Notable among the kits marketed to detect genes that confer bacterial resistance to antibiotics are the following: LightMix (Roche Diagnostics) and Check-Direct CPE (Check-Points Health B.V.). The LightMix kit, using the LightCycler® 480 Instrument II platform (Roche Diagnostics), detects KPC, NDM, VIM, IMP and OXA-48 carbapenemases in an hour and a half. It should be noted that this kit may also be applied to grown blood culture bottles.12 The Check-Direct CPE kit may be used on several real-time PCR platforms, such as the ABI 7500 (Applied), CFX96™ (Bio-Rad), LightCycler® 480 system I & II (Roche), Rotor-Gene Q (Qiagen) and BD MAX™ (Becton Dickinson) platforms. This kit includes the reagents required to detect genes that encode KPC, NDM, VIM and OXA-48 carbapenemases in 2h.9 In addition, some kits to perform a ligation-mediated PCR have been marketed. Briefly, this PCR uses 2 DNA probes that recognise one of the 2 strands of the gene to be detected. If hybridisation occurs, the probes remain adjacent and a DNA ligase binds them, thereby generating a double-chain DNA. This ligation step is performed in the MyCycler apparatus (Bio-Rad). Finally, real-time PCR takes place on the ABI 7500 (Applied) platform using some universal primers. Notable among the kits that detect genes that encode bacterial resistance to antibiotics through ligation-mediated PCR are one kit for CTX-M, TEM and SHV ESBLs13 and another kit for KPC, NDM, IMP, VIM, and OXA-48 carbapenemases.14 Both kits yield results in 4h and a half.
Finally, it should be noted that the commercial molecular methods mentioned above have a limited percentage of false negatives as these methods do not detect all allelic variants of genes that confer antibiotic resistance.15
MicroarraysThis method is based on using an image analysis to detect hybridisation of a target molecule to a specific probe immobilised on a solid base. Microarrays detect a large number of resistance genes in a single assay given that these probes, which are normally oligonucleotides, are attached very close to one another. Several microarrays have been marketed, such as the Check-MDR CT102, the Check-MD CT103 and the Check-MDR CT103 XL (Check points Health BV). These microarrays detect a large number of genes that encode different beta-lactamases (ESBLs, AmpCs and carbapenemases) based on colonies grown on isolation plates. These 3 microarrays require a first step of a PCR with a pair of universal primers marked with biotin. Next, the amplicons are classified through hybridisation with the oligonucleotide probes. Finally, the manufacturer's software program detects hybridisation using the biotin marker, automatically translates the data and expresses the results in the form of the presence or absence of a gene. These microarrays yield results in 8h and have a sensitivity and a specificity of practically 100%.16–18
Commercial antibiogram methodsDifferent commercial antibiogram methods used in routine clinical microbiology laboratory work have been applied directly based on different clinical samples. Commercial strips with an antibiotic gradient have been used to make a direct antibiogram based on respiratory samples. To do this, the sample is inoculated in Mueller Hinton agar plates and the strips with antibiotic are added. The plates are incubated for 24h and, once the colonies have grown, the MIC is obtained. Boyer et al.19 obtained a rate of agreements of 88.9%, a rate of very major errors of 1.5% and a rate of major errors of 9.6%. Bouza et al.20 obtained a rate of agreements of 96.44%, a rate of major errors of 1.98% and a rate of minor errors of 1.56%.

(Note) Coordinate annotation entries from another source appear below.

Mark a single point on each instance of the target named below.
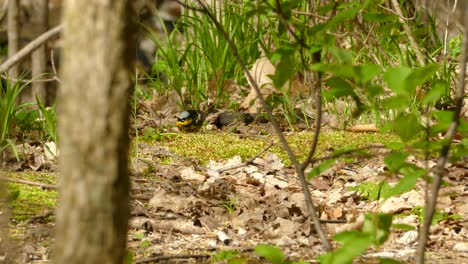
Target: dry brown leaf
(259, 71)
(362, 128)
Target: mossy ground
(27, 201)
(219, 146)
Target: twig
(4, 10)
(28, 49)
(43, 185)
(409, 34)
(298, 167)
(41, 216)
(309, 14)
(247, 162)
(439, 170)
(54, 70)
(28, 80)
(347, 154)
(182, 256)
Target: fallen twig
(298, 167)
(33, 183)
(249, 161)
(38, 217)
(29, 48)
(182, 256)
(409, 33)
(439, 170)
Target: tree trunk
(39, 57)
(93, 210)
(13, 34)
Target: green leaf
(225, 255)
(371, 190)
(411, 174)
(344, 56)
(373, 91)
(389, 261)
(347, 14)
(444, 119)
(434, 94)
(395, 78)
(378, 227)
(419, 76)
(407, 126)
(395, 160)
(284, 70)
(354, 244)
(341, 70)
(397, 102)
(271, 253)
(379, 17)
(320, 168)
(340, 88)
(404, 227)
(367, 72)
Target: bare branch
(249, 161)
(28, 49)
(409, 33)
(298, 167)
(443, 158)
(33, 183)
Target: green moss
(26, 200)
(220, 146)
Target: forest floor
(194, 197)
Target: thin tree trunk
(7, 246)
(39, 57)
(93, 214)
(13, 34)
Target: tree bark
(93, 110)
(13, 34)
(39, 57)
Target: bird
(190, 121)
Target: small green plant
(48, 121)
(229, 256)
(9, 93)
(375, 232)
(439, 216)
(274, 255)
(231, 205)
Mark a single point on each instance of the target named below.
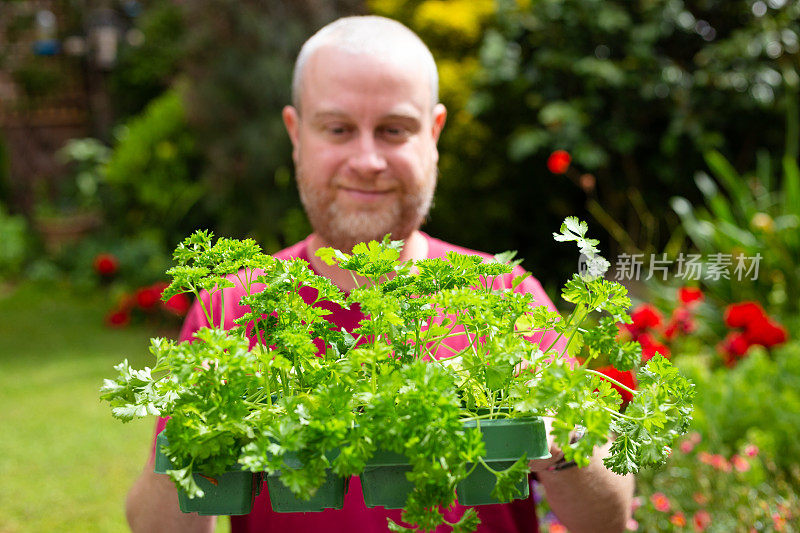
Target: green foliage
(635, 91)
(442, 343)
(239, 56)
(737, 464)
(145, 70)
(153, 171)
(757, 401)
(753, 220)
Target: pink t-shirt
(517, 516)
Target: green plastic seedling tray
(232, 493)
(506, 440)
(383, 481)
(330, 494)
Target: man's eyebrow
(409, 117)
(322, 115)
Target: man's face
(364, 146)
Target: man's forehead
(330, 111)
(396, 77)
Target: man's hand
(152, 507)
(592, 498)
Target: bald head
(376, 36)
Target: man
(364, 125)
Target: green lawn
(65, 464)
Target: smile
(365, 194)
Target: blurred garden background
(671, 126)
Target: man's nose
(367, 159)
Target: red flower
(646, 317)
(681, 322)
(765, 332)
(733, 347)
(118, 318)
(660, 502)
(559, 161)
(178, 304)
(105, 264)
(688, 295)
(626, 378)
(678, 519)
(742, 314)
(701, 520)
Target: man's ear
(439, 117)
(291, 119)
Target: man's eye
(337, 129)
(395, 132)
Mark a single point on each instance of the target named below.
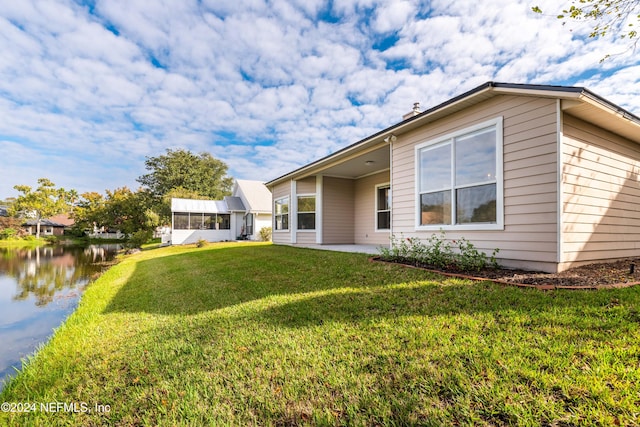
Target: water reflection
(39, 288)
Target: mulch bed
(617, 274)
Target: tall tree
(619, 18)
(201, 173)
(128, 211)
(44, 202)
(89, 211)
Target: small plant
(265, 234)
(439, 252)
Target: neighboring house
(237, 217)
(47, 227)
(547, 174)
(54, 226)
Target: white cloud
(266, 85)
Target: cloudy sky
(89, 88)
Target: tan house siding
(337, 211)
(281, 190)
(601, 194)
(529, 173)
(306, 238)
(306, 186)
(364, 213)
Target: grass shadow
(214, 278)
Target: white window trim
(499, 225)
(375, 208)
(284, 230)
(315, 212)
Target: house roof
(44, 222)
(235, 204)
(200, 206)
(63, 219)
(255, 194)
(576, 101)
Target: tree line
(176, 173)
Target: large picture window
(201, 221)
(281, 214)
(306, 212)
(383, 207)
(459, 179)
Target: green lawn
(242, 334)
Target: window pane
(476, 204)
(225, 221)
(476, 157)
(383, 199)
(307, 221)
(181, 221)
(196, 221)
(282, 222)
(307, 204)
(435, 208)
(282, 206)
(210, 221)
(384, 220)
(435, 168)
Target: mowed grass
(251, 334)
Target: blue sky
(89, 88)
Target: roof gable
(255, 195)
(577, 101)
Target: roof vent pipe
(414, 112)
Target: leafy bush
(138, 239)
(51, 239)
(440, 253)
(265, 234)
(8, 233)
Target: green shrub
(265, 234)
(8, 233)
(440, 253)
(51, 239)
(137, 239)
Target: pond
(39, 288)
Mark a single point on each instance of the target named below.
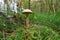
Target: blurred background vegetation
(44, 20)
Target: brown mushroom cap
(27, 11)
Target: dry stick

Semiautomated broth microdilution methods (MicroScan, VITEK2 and Phoenix) allow the bacteria to be identified and the antibiogram to be obtained directly based on the grown blood culture bottle. The bacteria are identified in 3h, with poor results in Gram-positive bacteria and acceptable results in Gram-negative bacteria, and the antibiogram is obtained in 14h, with good results in both Gram-positive and Gram-negative bacteria.2
Immunochromatographic techniquesThese techniques yield results in around 20min. They are affordably priced and require neither instrumentation nor expert staff. This means that they may be performed in any laboratory. In antibiotic resistance, they detect bacterial enzymes that hydrolyse the antibiotic. The procedure consists of suspending the bacterium in a diluent. Next, a few drops of this diluent are deposited on one end of the strip (normally made of nitrocellulose), and the bacteria move by means of capillarity towards the other end of the strip. If a coloured band appears on the test position of the strip, where an antibody that recognises the antigen of the bacteria is fixed, this means that the test is positive. Two immunochromatography systems that detect OXA-48 and KPC carbapenemases (Coris BioConcept) with a sensitivity and a specificity of practically 100% have been marketed.21 The BinaxNOW PBP2a test (Alere) has been marketed to detect the methicillin resistance of S. aureus. This test shows a sensitivity and a specificity of practically 100%. It was also applied to grown blood culture bottles and offered a sensitivity of 95.4% and a specificity of practically 100%.3
Colourimetric methodsSeveral kits have been marketed to detect carbapenemases, such as the RAPIDEC® CARBA NP kit (bioMérieux) and the Rapid CARB Screen® kit (Rosco Diagnostica A/S). These kits yield results in around 2h with a sensitivity and a specificity very close to 100%.22 In these tests, the bacterium is incubated in the presence of the antibiotic. If the bacterium possesses a carbapenemase, the antibiotic is hydrolysed and there is a change in the pH of the medium which is detected through a change in the colour of the indicator. These tests do not characterise the type of carbapenemase. However, in a phenotypic study, they can detect any carbapenemase variant that is being expressed.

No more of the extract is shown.